Others would call him charming and understated, and clearly having worked contentedly at the same factory all his creative life- he’s a centred, happy man. The process of birthing every original design is simple.
With Toikka standing at the shoulder of a master blower, a new ornithological jewel with the signature bubble head and paddle tail, is created spontaneously with cheerful gestures and chatter, no preparatory drawing ever even at hand.
Most are pear shaped, the neck and tail pulled from a single blown body of glass. A content lovely form, fitting the nest of the adult hand, when not gathering and throwing light from a windowsill, they beg to be held.

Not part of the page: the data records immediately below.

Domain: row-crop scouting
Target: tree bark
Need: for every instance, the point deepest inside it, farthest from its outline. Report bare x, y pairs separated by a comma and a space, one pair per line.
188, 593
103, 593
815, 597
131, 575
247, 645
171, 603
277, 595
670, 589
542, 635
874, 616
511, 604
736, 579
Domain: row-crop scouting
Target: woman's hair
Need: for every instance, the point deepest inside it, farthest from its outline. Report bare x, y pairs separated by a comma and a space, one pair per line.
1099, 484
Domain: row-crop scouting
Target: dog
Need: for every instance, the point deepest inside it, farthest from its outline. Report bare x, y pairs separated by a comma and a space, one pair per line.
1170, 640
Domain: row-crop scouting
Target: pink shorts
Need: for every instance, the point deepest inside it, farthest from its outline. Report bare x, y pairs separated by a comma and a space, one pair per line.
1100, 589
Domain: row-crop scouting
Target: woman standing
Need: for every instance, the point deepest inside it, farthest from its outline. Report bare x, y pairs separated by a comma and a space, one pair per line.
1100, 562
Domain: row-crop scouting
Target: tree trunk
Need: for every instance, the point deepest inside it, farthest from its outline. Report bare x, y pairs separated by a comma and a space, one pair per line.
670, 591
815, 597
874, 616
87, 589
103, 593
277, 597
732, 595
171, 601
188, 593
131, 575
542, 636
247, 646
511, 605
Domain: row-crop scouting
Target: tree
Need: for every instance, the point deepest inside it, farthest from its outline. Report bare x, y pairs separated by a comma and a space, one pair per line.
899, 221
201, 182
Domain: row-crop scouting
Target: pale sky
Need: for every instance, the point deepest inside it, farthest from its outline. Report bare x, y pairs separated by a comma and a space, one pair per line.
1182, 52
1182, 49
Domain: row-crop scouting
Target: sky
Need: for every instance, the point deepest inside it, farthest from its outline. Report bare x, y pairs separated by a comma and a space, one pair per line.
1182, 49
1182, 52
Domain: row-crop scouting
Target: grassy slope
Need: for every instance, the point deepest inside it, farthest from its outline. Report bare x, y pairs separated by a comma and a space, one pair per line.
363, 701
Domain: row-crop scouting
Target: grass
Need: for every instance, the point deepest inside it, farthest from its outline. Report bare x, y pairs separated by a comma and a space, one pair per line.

The vast stylised flocks of grouse, alder, swans and ibis reach not for the exact shape of bird, but for its essential character and plumage colours, using the fabulous chemistry of minerals and glass.
Magically, the slight variation in size (15-30cm in length) and searing colour patterns effortlessly convey the spirit of the bird. There are plain and fancy types, some containing opalescent free-hand flakes of glass, or scalloped feathering in contrasting colours.
The larger the bird, the more ornate the pattern and feather colour — generally the more expensive it will be on the second hand market.
Each bird, egg or other work should be signed ‘O. Toikka Nuutajärvi’ (the script is tiny) and should in the best cases, carry the Iitalla sticker, a boxy ‘i’ in a red circle.
Only buy pieces in perfect, un-chipped condition with the minimum of rubbing to the base.
Discontinued lines like my Redstart and even limited editions can still be found under €150 on Ebay and through collector’s clubs.
Pedestal birds, the annual Nuutajärvi bird (named Birds by Toiika); those made for the Museum of Glass in Tacoma Washington; non-catalogue varieties and those with open wings, command a premium starting in the area of €350.
I’m warning you — once you have a Toikka bird, you’ll want another to keep it company. Get out there and bag one.